Who Owns Your Data?

Scott Hanselman published an interesting blog post (Your words are
wasted
) this past weekend that discusses ownership of user-generated
content in social media. While Scott’s post was primarily concerned
with blogging and related social media services like Twitter, Facebook
and Google+, I think it raises questions about data ownership with any
web or cloud applications1
and I think it is important to consider the risks that come with storing
your data in a cloud application.

Your Data is Being Held Hostage

Data backup is an important issue to address. The application provider
may or may not provide a backup feature. For example, 37signals and
Google do have options for dumping your data but many others
including Twitter do not. Even with a data backup feature, there is no
guarantee that you will get all of data or get it in a format that can
be consumed by a similar application. In other words, just because you
can dump data from one application does not mean that it can be easily
loaded into another.

Since the service provider has access to all of your data, they can use
it to build a profile for advertising purposes. This is how most of the
“free” services operate. They mine your data and sell that information
to advertisers. This can include watching how you use the application,
looking at your social graphs and even tracking you across other sites
on the internet. Most of the social media buttons you see on other sites
are there for the express purpose of tracking users so that they can
build a more attractive profile for advertising.

It is always good to remember that when using any cloud application your
data is at the mercy of the service provider.

Some Providers are Better Than Others

The first risk to consider is that the provider may go out of business
or get acquired and shut down by the new owners. (If you think Facebook
and Twitter are too big to fail, please remember that not too terribly
long ago people were saying the same thing about MySpace and Digg.) In
either scenario, your data is now gone. If you are lucky, the
application will be shut down gracefully and provide the opportunity to
download a copy of your data before it goes dark.
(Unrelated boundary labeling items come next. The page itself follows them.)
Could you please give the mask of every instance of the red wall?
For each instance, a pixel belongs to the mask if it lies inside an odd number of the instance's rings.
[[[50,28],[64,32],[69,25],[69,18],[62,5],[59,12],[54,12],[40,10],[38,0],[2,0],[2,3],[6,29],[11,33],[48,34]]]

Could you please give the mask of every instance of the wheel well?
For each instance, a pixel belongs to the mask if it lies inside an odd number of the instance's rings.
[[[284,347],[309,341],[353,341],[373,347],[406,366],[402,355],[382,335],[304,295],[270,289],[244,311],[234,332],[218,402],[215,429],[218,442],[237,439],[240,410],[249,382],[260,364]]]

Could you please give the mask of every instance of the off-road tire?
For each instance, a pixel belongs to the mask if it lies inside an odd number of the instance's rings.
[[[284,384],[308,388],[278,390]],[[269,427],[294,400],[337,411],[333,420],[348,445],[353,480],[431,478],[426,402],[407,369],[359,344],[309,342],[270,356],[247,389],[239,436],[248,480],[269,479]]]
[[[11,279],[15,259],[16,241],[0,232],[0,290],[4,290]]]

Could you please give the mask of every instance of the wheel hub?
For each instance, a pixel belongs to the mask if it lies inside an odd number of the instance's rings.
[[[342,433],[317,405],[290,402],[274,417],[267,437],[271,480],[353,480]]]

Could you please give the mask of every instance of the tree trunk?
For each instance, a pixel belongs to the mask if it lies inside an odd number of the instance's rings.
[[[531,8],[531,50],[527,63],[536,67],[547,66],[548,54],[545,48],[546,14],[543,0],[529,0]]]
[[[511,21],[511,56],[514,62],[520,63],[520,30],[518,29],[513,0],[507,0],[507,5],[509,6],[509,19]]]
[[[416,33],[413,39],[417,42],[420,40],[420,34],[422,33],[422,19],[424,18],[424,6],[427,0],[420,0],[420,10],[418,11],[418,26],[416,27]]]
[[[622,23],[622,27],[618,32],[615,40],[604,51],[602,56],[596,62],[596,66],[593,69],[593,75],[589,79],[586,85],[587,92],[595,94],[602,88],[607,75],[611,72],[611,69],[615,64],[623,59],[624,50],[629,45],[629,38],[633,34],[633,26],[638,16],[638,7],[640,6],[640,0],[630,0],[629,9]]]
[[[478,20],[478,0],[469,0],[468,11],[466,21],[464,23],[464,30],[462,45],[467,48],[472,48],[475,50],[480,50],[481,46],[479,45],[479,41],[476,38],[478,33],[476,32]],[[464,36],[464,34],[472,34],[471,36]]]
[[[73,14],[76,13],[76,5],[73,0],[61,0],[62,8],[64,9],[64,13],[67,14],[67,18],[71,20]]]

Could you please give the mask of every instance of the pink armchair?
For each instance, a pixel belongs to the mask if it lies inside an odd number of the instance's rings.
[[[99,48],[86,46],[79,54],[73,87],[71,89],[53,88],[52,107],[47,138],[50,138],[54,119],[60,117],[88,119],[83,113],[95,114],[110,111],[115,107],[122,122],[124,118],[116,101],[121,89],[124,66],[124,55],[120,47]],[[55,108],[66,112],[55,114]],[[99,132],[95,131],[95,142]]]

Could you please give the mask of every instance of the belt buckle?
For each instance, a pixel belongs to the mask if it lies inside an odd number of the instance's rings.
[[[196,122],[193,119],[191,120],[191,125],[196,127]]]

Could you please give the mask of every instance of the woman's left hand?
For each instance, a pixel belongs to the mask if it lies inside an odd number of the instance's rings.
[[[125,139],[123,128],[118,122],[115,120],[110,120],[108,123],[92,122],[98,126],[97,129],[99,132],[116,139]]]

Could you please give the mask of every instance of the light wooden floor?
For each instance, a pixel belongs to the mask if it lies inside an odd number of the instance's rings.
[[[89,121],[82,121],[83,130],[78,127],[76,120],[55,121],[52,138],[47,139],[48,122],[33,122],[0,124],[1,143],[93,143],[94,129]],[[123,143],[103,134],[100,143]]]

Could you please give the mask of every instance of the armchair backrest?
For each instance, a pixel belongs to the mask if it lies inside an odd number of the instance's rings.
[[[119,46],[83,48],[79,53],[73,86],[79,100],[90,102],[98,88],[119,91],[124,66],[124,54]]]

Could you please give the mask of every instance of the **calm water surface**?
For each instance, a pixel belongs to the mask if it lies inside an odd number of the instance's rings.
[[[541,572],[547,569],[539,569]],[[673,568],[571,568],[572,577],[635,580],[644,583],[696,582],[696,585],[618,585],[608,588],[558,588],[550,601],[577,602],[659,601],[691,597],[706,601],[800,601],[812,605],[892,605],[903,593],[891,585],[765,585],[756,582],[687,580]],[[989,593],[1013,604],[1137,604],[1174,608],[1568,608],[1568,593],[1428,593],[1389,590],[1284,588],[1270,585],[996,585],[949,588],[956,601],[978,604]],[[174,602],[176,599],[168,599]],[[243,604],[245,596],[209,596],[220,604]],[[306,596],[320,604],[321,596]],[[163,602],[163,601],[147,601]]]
There is also the risk of the application provider making radical
changes to the terms of service. Facebook is infamous for making
changes to their privacy policy and terms of service. In more recent
news, Twitter is making a radical change in the usage terms for its API and
killing off third-party clients. Providers can also make radical changes
in the pricing of their application. While not much of a concern for
“free” applications, it is something to think about if you pay a
subscription fee for use of an application. The danger here is that once
you are heavily vested in an application, moving to a different
application may be more painful than simply accepting some onerous new
terms or a price increase.

Where Do We Go From Here?

Despite the risks listed above, I do not think that all cloud
applications are bad. Most cloud applications are running in data
centers that are more sophisticated and robust than our personal
computers and mobile devices. Honestly, having access to my data on all
my devices is a killer feature and it is not something I want to part
with any time soon. I just wish there was a way to have all the
advantages of cloud applications while still retaining full control and
ownership of my data. If I can find some free time I want to look into
what it would take to install and configure some
FLOSS
cloud applications on Amazon EC2 or Rackspace Cloud Server. In
essence I would like to build my own “personal cloud”. But that is
something for a future post.

1 For the purpose of this
discussion, I am limiting cloud applications to software-as-a-service
(SaaS) offerings and social media platforms.